Facelift for Kuu-us on anniversary
What a fresh coat of paint and a little yard work will do for a place.
Volunteers were out in force at the Kuu-us Crisis Line complex on Johnston Road last Saturday giving the old buildings a face lift.
Chief among the volunteers were six Dulux Paints staff at the site who helped paint the buildings. The business donated $15,000 worth of time and material to paint the buildings as part of a special international program to assist the less fortunate, Dulux official Cary Herbers said.
“We wanted to do it earlier this year but we had a late spring and summer is our busy season,” Herbers said
A coat of paint was applied to the administration building, the living units and the storage shed. The colour scheme blends with the neighbourhood, said Kuu-us executive director Elia Nicholson-Nave.
“It’s amazing to watch this blossom. It’s like the cherry on top of the ice cream sundae,” Nicholson Nave said.
It’s been a year since Kuu-us assumed ownership of the property via a federal program, which gave homeless initiative programs first crack at federal properties it was disposing of.

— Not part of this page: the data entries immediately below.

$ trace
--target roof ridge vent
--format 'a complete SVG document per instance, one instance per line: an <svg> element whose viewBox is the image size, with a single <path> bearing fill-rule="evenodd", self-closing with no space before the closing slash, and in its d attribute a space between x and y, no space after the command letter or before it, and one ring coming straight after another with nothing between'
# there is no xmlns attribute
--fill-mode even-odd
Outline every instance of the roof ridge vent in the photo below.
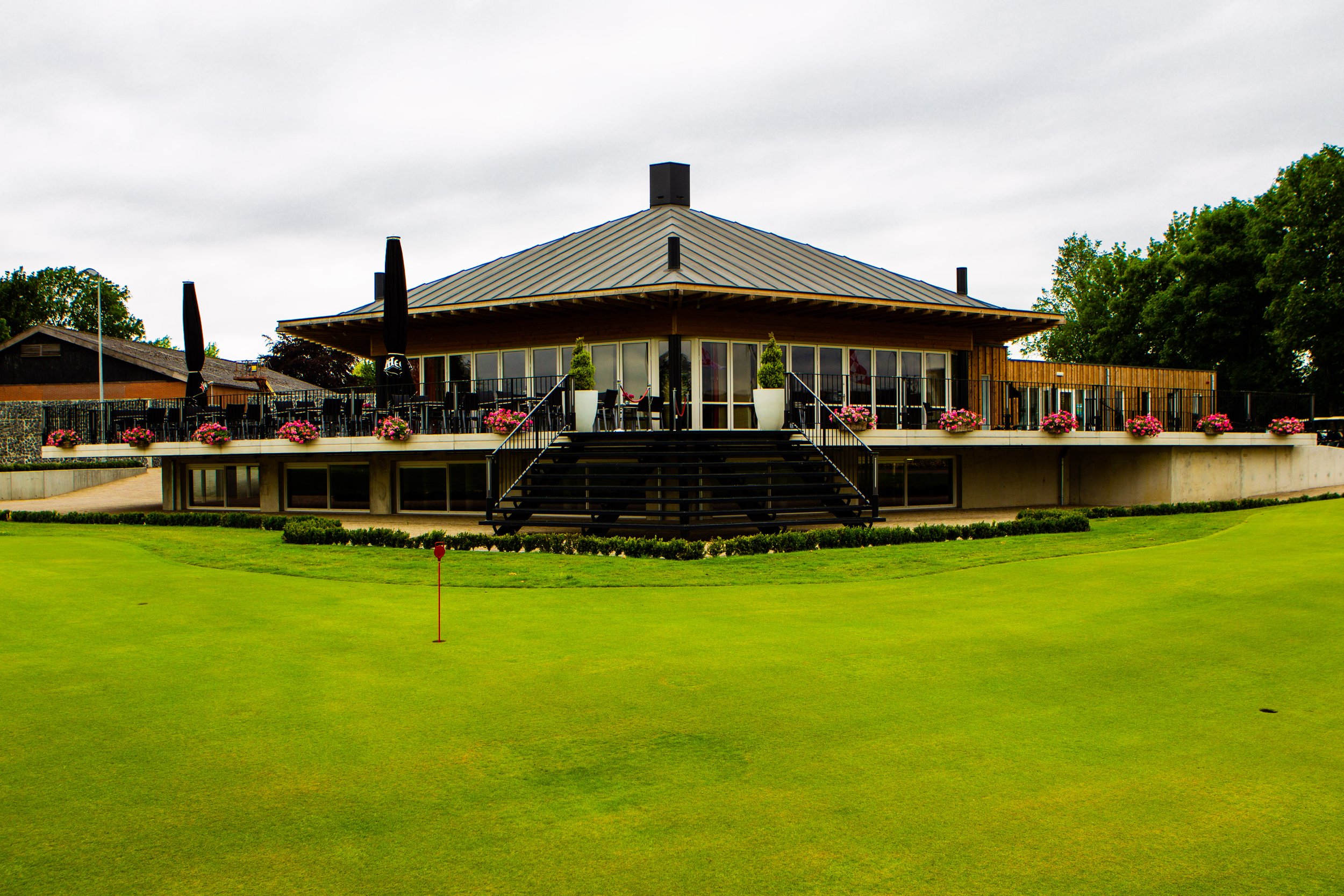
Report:
<svg viewBox="0 0 1344 896"><path fill-rule="evenodd" d="M649 165L649 208L691 204L691 165L660 161Z"/></svg>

Kuu-us officials applied for the Adding Colour To People’s Lives program last year and were subsequently chosen. The program is national in scope and the initiative is part of the World Wide Dulux Movement to add colour to people’s lives in neighbourhoods around the globe, from North and South America to Europe and Asia, Herbers said.
Domestically, each Dulux Paints store independently selects a local organization to support. Kuu-us works with the homeless, operates transitional housing and maintains a crisis line. Supporting its application was a natural, Herbers said.
Nicholson-Nave admitted the move was rocky at first and that there was an air of NIMBY-ism when they moved in. But residents and businesses have slowly warmed to their presence. One resident even volunteered on Saturday.
Several of the complex’s residents were also out painting and tending to yard work.
“It’s all about a sense of home and sense of pride and ownership,” Nicholson-Nave said. “We feel like a part of here now.”